# MySchema

This is a rendered copy of myschema.ipynb. You can optionally run it interactively on [binder at this link](https://mybinder.org/v2/gh/yihui-lai/coffea/5a506e83975baa75fdf3ac92de720aef79aa1446)

The interpretation of the TTree data is configurable via schema objects. Schema teachs the event processor how to group variables into collections, so operations can be run over entire collection at once:

In this demo, we will create our own schema and implement our own [behaviors](https://awkward-array.readthedocs.io/en/latest/ak.behavior.html). 

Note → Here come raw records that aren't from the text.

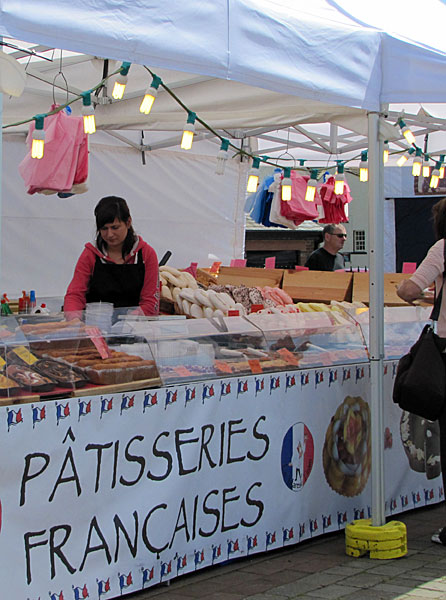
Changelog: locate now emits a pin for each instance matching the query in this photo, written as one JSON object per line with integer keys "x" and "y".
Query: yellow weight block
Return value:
{"x": 385, "y": 541}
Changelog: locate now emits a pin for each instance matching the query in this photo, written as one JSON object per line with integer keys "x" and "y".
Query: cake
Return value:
{"x": 29, "y": 379}
{"x": 347, "y": 449}
{"x": 60, "y": 373}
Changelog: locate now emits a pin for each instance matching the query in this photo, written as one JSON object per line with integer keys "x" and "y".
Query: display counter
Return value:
{"x": 108, "y": 491}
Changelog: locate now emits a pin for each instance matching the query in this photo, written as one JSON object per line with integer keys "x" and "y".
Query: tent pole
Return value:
{"x": 376, "y": 314}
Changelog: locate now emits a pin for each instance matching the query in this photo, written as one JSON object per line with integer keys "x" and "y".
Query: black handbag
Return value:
{"x": 420, "y": 381}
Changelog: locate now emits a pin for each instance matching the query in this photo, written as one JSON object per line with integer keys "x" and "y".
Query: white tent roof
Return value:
{"x": 246, "y": 68}
{"x": 346, "y": 53}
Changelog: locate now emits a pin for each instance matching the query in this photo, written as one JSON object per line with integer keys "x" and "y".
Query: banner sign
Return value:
{"x": 108, "y": 495}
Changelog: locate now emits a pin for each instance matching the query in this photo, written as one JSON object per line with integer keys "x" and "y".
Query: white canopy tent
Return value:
{"x": 308, "y": 62}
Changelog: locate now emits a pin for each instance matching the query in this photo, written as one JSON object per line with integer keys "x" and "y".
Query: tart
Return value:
{"x": 29, "y": 379}
{"x": 60, "y": 373}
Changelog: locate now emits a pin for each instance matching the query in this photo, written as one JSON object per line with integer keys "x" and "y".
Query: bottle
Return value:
{"x": 5, "y": 309}
{"x": 32, "y": 300}
{"x": 42, "y": 309}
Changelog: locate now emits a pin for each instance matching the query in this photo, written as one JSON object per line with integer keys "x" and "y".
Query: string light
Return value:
{"x": 441, "y": 161}
{"x": 426, "y": 166}
{"x": 149, "y": 98}
{"x": 286, "y": 185}
{"x": 88, "y": 113}
{"x": 38, "y": 137}
{"x": 311, "y": 186}
{"x": 363, "y": 167}
{"x": 253, "y": 178}
{"x": 121, "y": 81}
{"x": 417, "y": 162}
{"x": 435, "y": 177}
{"x": 222, "y": 157}
{"x": 406, "y": 131}
{"x": 405, "y": 157}
{"x": 339, "y": 180}
{"x": 385, "y": 151}
{"x": 188, "y": 131}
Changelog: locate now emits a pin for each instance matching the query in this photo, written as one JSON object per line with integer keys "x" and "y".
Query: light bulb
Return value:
{"x": 149, "y": 98}
{"x": 121, "y": 82}
{"x": 119, "y": 87}
{"x": 286, "y": 185}
{"x": 310, "y": 192}
{"x": 405, "y": 130}
{"x": 89, "y": 120}
{"x": 403, "y": 159}
{"x": 386, "y": 152}
{"x": 253, "y": 182}
{"x": 222, "y": 157}
{"x": 416, "y": 166}
{"x": 435, "y": 178}
{"x": 253, "y": 177}
{"x": 38, "y": 143}
{"x": 188, "y": 132}
{"x": 38, "y": 137}
{"x": 188, "y": 137}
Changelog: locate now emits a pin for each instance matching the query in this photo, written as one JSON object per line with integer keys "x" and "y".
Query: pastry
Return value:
{"x": 29, "y": 379}
{"x": 421, "y": 442}
{"x": 62, "y": 374}
{"x": 347, "y": 448}
{"x": 8, "y": 386}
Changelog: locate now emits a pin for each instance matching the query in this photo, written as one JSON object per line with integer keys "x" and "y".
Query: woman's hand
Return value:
{"x": 409, "y": 291}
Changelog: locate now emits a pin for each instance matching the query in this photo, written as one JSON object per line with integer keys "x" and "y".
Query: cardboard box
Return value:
{"x": 250, "y": 276}
{"x": 318, "y": 286}
{"x": 391, "y": 280}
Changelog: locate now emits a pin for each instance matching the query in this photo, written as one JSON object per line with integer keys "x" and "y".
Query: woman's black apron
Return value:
{"x": 119, "y": 284}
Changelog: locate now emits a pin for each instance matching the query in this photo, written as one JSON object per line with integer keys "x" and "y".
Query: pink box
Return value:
{"x": 409, "y": 267}
{"x": 270, "y": 262}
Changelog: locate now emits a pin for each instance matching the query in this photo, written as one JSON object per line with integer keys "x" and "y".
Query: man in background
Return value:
{"x": 327, "y": 257}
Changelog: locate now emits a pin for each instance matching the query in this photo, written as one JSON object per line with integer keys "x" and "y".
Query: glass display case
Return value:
{"x": 312, "y": 339}
{"x": 51, "y": 356}
{"x": 195, "y": 349}
{"x": 402, "y": 327}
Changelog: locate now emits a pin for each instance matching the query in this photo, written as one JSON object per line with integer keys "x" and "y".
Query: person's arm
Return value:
{"x": 432, "y": 266}
{"x": 75, "y": 297}
{"x": 409, "y": 291}
{"x": 149, "y": 297}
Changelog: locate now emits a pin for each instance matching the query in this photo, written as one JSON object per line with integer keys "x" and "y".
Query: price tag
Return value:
{"x": 221, "y": 365}
{"x": 255, "y": 366}
{"x": 182, "y": 371}
{"x": 95, "y": 335}
{"x": 25, "y": 355}
{"x": 288, "y": 356}
{"x": 215, "y": 267}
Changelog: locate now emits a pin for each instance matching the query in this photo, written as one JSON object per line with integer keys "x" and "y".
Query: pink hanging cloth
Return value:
{"x": 65, "y": 159}
{"x": 298, "y": 209}
{"x": 334, "y": 204}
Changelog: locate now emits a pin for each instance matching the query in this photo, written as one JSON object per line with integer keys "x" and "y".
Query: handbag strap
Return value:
{"x": 437, "y": 304}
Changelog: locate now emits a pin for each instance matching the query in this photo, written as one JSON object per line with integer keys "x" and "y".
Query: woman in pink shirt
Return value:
{"x": 120, "y": 268}
{"x": 431, "y": 271}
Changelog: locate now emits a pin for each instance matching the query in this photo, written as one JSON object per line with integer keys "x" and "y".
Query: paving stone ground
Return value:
{"x": 319, "y": 569}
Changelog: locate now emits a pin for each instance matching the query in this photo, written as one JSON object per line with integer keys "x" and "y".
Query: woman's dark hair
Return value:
{"x": 439, "y": 215}
{"x": 107, "y": 210}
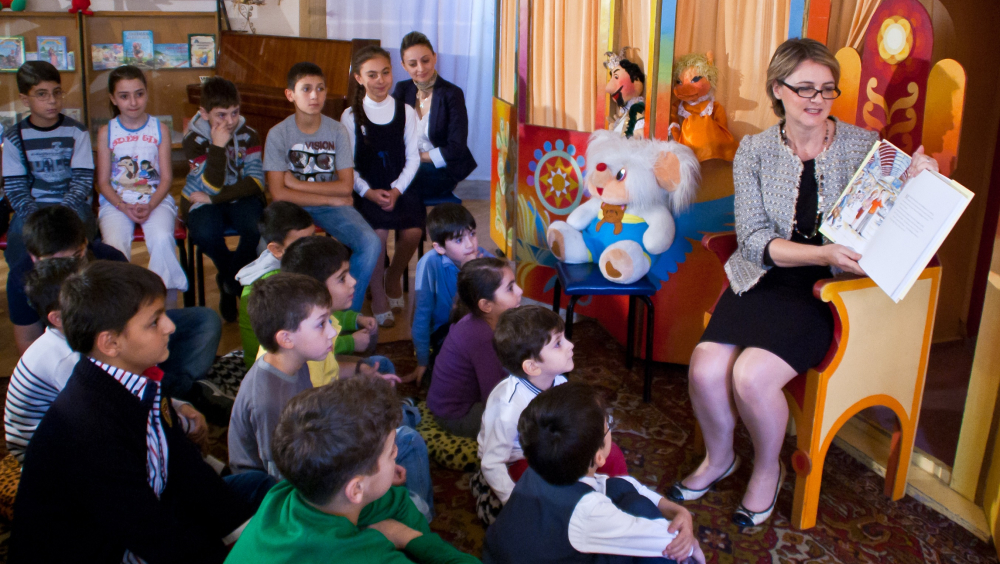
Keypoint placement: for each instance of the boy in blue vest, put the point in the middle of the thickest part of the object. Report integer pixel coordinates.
(566, 436)
(452, 231)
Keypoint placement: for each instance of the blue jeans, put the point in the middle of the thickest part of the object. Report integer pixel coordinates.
(412, 455)
(250, 486)
(192, 348)
(346, 225)
(207, 227)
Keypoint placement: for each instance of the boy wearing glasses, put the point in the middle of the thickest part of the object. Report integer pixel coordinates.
(310, 162)
(587, 516)
(47, 159)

First, Let's look at the root file with `NanoAODSchema` and see what's inside of it. The events object can be instantiated as follows:


In [1]:
from coffea.nanoevents import NanoEventsFactory, BaseSchema, NanoAODSchema
fname = "https://raw.githubusercontent.com/CoffeaTeam/coffea/master/tests/samples/nano_dy.root"
events = NanoEventsFactory.from_root(
           fname, 
           schemaclass=NanoAODSchema
         ).events()
print(events.Electron.fields)

['deltaEtaSC', 'dr03EcalRecHitSumEt', 'dr03HcalDepth1TowerSumEt', 'dr03TkSumPt', 'dr03TkSumPtHEEP', 'dxy', 'dxyErr', 'dz', 'dzErr', 'eCorr', 'eInvMinusPInv', 'energyErr', 'eta', 'hoe', 'ip3d', 'jetPtRelv2', 'jetRelIso', 'mass', 'miniPFRelIso_all', 'miniPFRelIso_chg', 'mvaFall17V1Iso', 'mvaFall17V1noIso', 'mvaFall17V2Iso', 'mvaFall17V2noIso', 'pfRelIso03_all', 'pfRelIso03_chg', 'phi', 'pt', 'r9', 'sieie', 'sip3d', 'mvaTTH', 'charge', 'cutBased', 'cutBased_Fall17_V1', 'jetIdx', 'pdgId', 'photonIdx', 'tightCharge', 'vidNestedWPBitmap', 'vidNestedWPBitmapHEEP', 'convVeto', 'cutBased_HEEP', 'isPFcand', 'lostHits', 'mvaFall17V1Iso_WP80', 'mvaFall17V1Iso_WP90', 'mvaFall17V1Iso_WPL', 'mvaFall17V1noIso_WP80', 'mvaFall17V1noIso_WP90', 'mvaFall17V1noIso_WPL', 'mvaFall17V2Iso_WP80', 'mvaFall17V2Iso_WP90', 'mvaFall17V2Iso_WPL', 'mvaFall17V2noIso_WP80', 'mvaFall17V2noIso_WP90', 'mvaFall17V2noIso_WPL', 'seedGain', 'genPartIdx', 'genPartFlav', 'cleanmask', 'jetIdxG', 'photonIdxG', 'genPartIdxG']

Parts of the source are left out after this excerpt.